Golden Boy between Paris and Beirut

The young Lebanese musician Ibrahim Maalouf has played trumpet for Amadou & Mariam, Lhasa and Bumcello, and has also enjoyed a brilliant classical career. On his debut album, Maalouf fuses oriental and electronic sounds into a unique musical language. Stefan Franzen met him in Marseille

Ibrahim Maalouf (photo: www.ibrahimmaalouf.com)
Ibrahim Maalouf: "There's something that's simply stronger than the fear of bombings"

​​Videos of classical concerts feature Maalouf with a mop of curly hair, but the 27-year-old musician arrives for our meeting with a closely cropped head. He virtually vibrates with energy, and has just completed an acclaimed show at the Marseille world music fair Babel Med. Surrounded by arrangements of rocky energy and cool electronics, he brought the stage to life with his trumpet – which harbours a very special secret.

"In the 1960s my father Nassim developed a trumpet with four valves, one more than the European version. That meant he could play the Arabic scale with its quarter tones. It was his dream that this trumpet would spread across the entire Arab region, but it was too complicated for the instrument manufacturers. Even today, there are only a handful of trumpets with four valves, and I'm one of the few people continuing this tradition."

Making his home in both worlds

Ibrahim learned to play this special trumpet from a young age, taught by his father. As a young man, Maalouf – born in Lebanon but constantly travelling between Paris and Beirut – took up a career as a classical musician at the Paris Conservatoire. He studied under the old master Maurice André, playing baroque concertos like an angel. In parallel to this career, however, traditional Arab music has always made up part of his repertoire, and Ibrahim Maalouf has become the only trumpeter to make his home in both worlds.

​​"I have the privilege to play oriental music on an instrument that is actually occidental per se," the up-and-coming star explains. "And that's why I really feel like a human bridge.
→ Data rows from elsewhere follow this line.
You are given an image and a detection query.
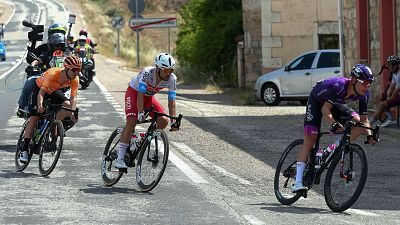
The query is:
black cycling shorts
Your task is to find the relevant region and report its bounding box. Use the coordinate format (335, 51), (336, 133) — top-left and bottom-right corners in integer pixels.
(29, 85), (69, 116)
(304, 96), (358, 135)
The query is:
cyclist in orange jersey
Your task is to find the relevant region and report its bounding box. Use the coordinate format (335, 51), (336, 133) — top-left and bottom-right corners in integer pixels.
(19, 55), (82, 163)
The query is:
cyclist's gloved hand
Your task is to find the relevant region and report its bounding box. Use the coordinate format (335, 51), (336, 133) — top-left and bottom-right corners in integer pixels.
(331, 122), (344, 132)
(138, 112), (146, 122)
(171, 121), (179, 131)
(365, 135), (378, 145)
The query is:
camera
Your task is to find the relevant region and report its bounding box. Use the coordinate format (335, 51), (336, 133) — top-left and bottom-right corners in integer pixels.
(22, 20), (44, 42)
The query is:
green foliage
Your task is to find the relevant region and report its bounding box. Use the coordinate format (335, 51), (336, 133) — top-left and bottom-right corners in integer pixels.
(176, 0), (243, 85)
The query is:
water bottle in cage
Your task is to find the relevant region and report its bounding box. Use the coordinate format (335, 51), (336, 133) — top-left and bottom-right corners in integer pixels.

Plus, I feel both identities within me, on my constant journeys between Lebanon and France. I feel at home in Paris, but at the same time I have a strong feeling of belonging when I'm with my relatives in the Lebanese mountains. We Lebanese always have to return home for a while, and my family even did so during the war. There's something that's simply stronger than the fear of bombings."

Out of these mixed identities comes Ibrahim Maalouf's own music, featuring on his debut "Diasporas" – following prizes and awards in the classical world and collaborations with world music stars such as Lhasa de Sela and Amadou & Mariam.

The debut album "Diasporas"

His classical career gave him the technical tools he needed to go in any musical direction. And that's just what he does with his favourite musicians from Montréal, who he met when working with Lhasa. He fuses electronic beats, rock and jazz vocabulary with oriental melodies and his own visions. He called the album "Diasporas", he says, because he felt solidarity with communities living in foreign countries.

And he has a precise picture in mind of how to make the best of globalisation:

"In the title track, you hear a métro – and isn't an underground train the perfect metaphor for cultures living together? Black people, Arabs, Jews, Christians, Chinese all travel together, and like to I imagine there's an underground train that takes you from Paris to Beirut in two minutes, and then on to Tokyo and New York. That's a kind of motto for the album."

Homage to his father and Dizzy Gillespie

Dizzy Gillespie (photo: AP)
Revolutionary of the trumpet and jazz music itself: Jazz giant Dizzy Gillespie

​​The album also features other expeditions between worlds. As an homage to his father Nassim, Maasouf has layered his trumpet to form a veritable brass orchestra –putting his father's dream of an oriental four-tone fanfare into reality at last. There is also a tribute to another bridge-builder between jazz and the Arab world: with his version of Dizzy Gillespie's "Night in Tunisia", the young musician honours the old doyen of the jazz trumpet.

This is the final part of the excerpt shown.